Наша деревня Чикозеро
    
        Russian
    
      
        Я был охотник, охотился, четырнадцать медведей убил, одних медведей. 
 
 Одного мы убили – пятнадцать пудов было. 
 
 Выстрелили мы, да он на нас пошел. 
 
 Двенадцать раз стреляли, потом упал. 
 
 Жиру было с вершок. 
 
 Говорят, [что] рысь наскакивает на [человека], я их много убивал, так ничего не наскакивает. 
 
 Собаки у меня были хорошие, две собаки, начнут драться [с рысью], а потом рысь увидит, что ее начинают щипать, так влезает на дерево. 
 
 Куниц я убивал, те дорогие, а медвежья шкура дешевая, пятнадцать рублей. 
 
 Мясо не варили, поганым считали. 
 
 А потом я стал варить. 
 
 Волка я только одного убил. 
 
 Рыбу ловили. 
 
 Рыба здесь [такая]: судак, лещ, язь, окуни, налимы, щуки. 
 
 Озер много – Чикозеро, Эймяозеро, Хонгла-озеро, Ладвозеро.
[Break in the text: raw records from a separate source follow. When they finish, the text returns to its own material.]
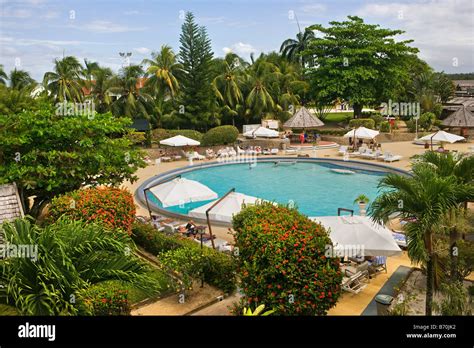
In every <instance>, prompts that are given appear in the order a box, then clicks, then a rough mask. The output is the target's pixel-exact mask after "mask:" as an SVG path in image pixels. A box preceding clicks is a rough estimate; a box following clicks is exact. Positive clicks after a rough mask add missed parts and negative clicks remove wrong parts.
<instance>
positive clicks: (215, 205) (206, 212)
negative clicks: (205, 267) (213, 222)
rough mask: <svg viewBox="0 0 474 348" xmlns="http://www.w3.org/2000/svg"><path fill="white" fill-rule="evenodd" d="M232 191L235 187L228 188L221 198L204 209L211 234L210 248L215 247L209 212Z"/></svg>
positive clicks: (234, 191) (212, 247)
mask: <svg viewBox="0 0 474 348" xmlns="http://www.w3.org/2000/svg"><path fill="white" fill-rule="evenodd" d="M232 192H235V188H232V189H230V190H229V192H227V193H226V194H225V195H223V196H222V197H221V198H219V199H218V200H217V201H216V202H215V203H214V204H213V205H211V206H210V207H209V209H207V210H206V220H207V227H209V235H210V236H211V243H212V249H215V248H216V246H215V244H214V238H213V235H212V228H211V219H210V218H209V212H210V211H211V210H212V209H213V208H214V207H215V206H216V205H218V204H219V203H220V202H222V200H223V199H225V198H226V197H227V196H228V195H229V194H231V193H232ZM201 240H202V237H201Z"/></svg>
Реки Петка, Хонгла-река. 
 
  У нас в двенадцати верстах была избушка, мы четверо братьев жили. 
 
 Пойдешь туда и неделю живешь в этой избушке за Хонгла-озером. 
 
 День поработаем, а на ночь в эту избушку идем, тут и спим. 
 
 Там у нас были хорошие пожни. У всех чикозерских были там пожни, косили там. 
 
 Тогда народу было много. 
 
 Сейчас, видишь, готовый хлеб ждем, а тогда надо было молоть. 
 
 Молотишь в гумнах, потом на мельницу везешь, там мелешь. 
 
 Ой, было горя. А сейчас нам хорошо. 
 
 Лодки делали сами. 
 
 Тес пилили и из теса делали. 
 
 Для лодки нужны дуги, так выкапывали ель и из ее корней [делали], выберешь такие изогнутые и сделаешь дуги. 
 
 Гвоздей не было, так прутьями связывали (\'плели\'). 
 
 Избу строили, окна маленькие сделаешь, чтобы теплее было. 
 
 Тогда печи были без труб (\'черные печи\'), с трубами (\'белых\') печей не было. 
 
 Я сегодня устраиваю толоку, намнут глину, тут же и печь сложат. 
 
 Зимой хоть какой холод... Я был еще молодым, так черная печь была. 
 
 Взберешься на печку, голову свесишь, в дыму надо лежать, так голову свесишь и так дышишь. 
 
 
 Натопишь, так потом тепло в избе. 
 
 Дым выходит... были такие трубы. 
 
 Выберешь в лесу гнилую сосну или осину, такую, [в которой] сердцевина сгнившая. Эту и ставишь в качестве трубы. 
 
 Окошки были маленькие, крыша тогда была – ржаная солома. 
 
 В лесу подсеку рубим, в этой саже-то солома вырастет длинная и толстая. Ею и кроешь избу. 
 
 
 Телег не было на моей памяти, на смычках ездили, дороги все плохие. 
 
 Смычки – [это] две жерди впряжешь и едешь в лес. 
 
 Сидели при лучине. 
 
 Возьмешь, сосну расколешь и лучины нащеплешь. 
 
 Самоваров тоже не было. 
 
 На моей памяти только один самовар был – у попа. 
 
 Чай не пили. 
 
 Простокваши попьешь... 
 
 Здесь у нас в Чикозере была кожевня, кожи в кожевне обработаешь, и здесь шили сапоги. 
 
 
 А больше лапти [носили], из бересты сплетешь, да в лаптях и ходили. 
 
 Валенки иногда [носили]. 
 
 Овец держали много. 
 
 Вот отсюда в сорока верстах озера есть, там были старики, сами валяли [валенки]. 
 
 Придут сюда и из шерсти сделают валенки. 
 
 Валенки валяли, шубы делали. 
 
 Здесь тоже был мужичок, овчины выделывал. 
 
 Мельниц у нас было много, муку мололи. 
 
 На этой речке четыре мельницы было. 
 
 Власти у нас были плохие, десяцкий да староста, а в Виннице был один старшина и писарь. 
 
 Больниц не было, один фельдшер, какой-нибудь старичок. 
 
 Зато и умирали. 
 
 У меня было четырнадцать детей, так двое выросли – сын да дочь, а остальные все умерли. 
 
 
 Не было учителей, не было никого. Меня поп учил. Бил нас, рассердится да как схватит за нос или за ухо. 
 
 Школы не было, поп нас в своем доме учил. 
 
 Больше молитвы учили. 
 
 В церковь пойдешь да не перекрестишься – сейчас же на колени поставит.